Serving - and Surviving - the Middle Market

Much of CFS's work is focused on helping to make sure middle-class families can acquire the knowledge and tools necessary to achieve financial security. This includes increasing financial literacy and helping to make sure public policies work to connect working Americans with tools like life insurance, IRAs and other products that are an essential part of the American Dream.

The New York Times ran a piece this week about the challenges of making sure the middle market is properly served. It is a challenge this Blog touched on during the DOL fiduciary debate, when everyone from the Consumer Federation of America to members of Congress worried that the rule would dry up incentives the industry had to serve small savers.

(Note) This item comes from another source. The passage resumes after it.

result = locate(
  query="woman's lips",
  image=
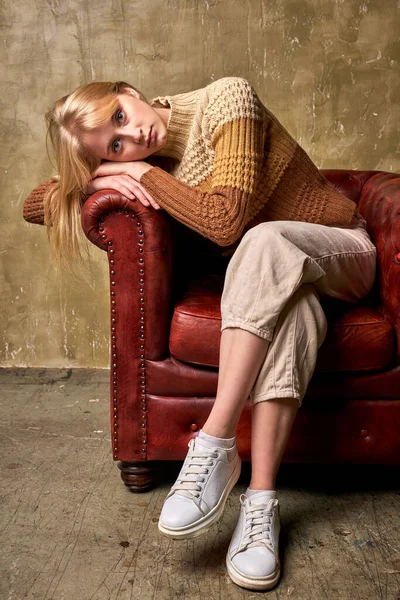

What exactly is the challenge?  The headline sums it up: "Financial Advice for Those with Small Nest Eggs."   The Times, noting Merrill Lynch's decision to tell brokers they would no longer be compensated for working on accounts with less than $250K, wrote:

Nobody has figured out a way to consistently give large numbers of people reasonably priced financial advice across all areas of their life and to do so in an ethical manner.
Knowing the DOL debate is coming back, the whole piece is worth a read for a discussion of the challenge. It is clear the market is moving away from the small and medium saver. What if regulations hasten the move? What can be done to turn it around?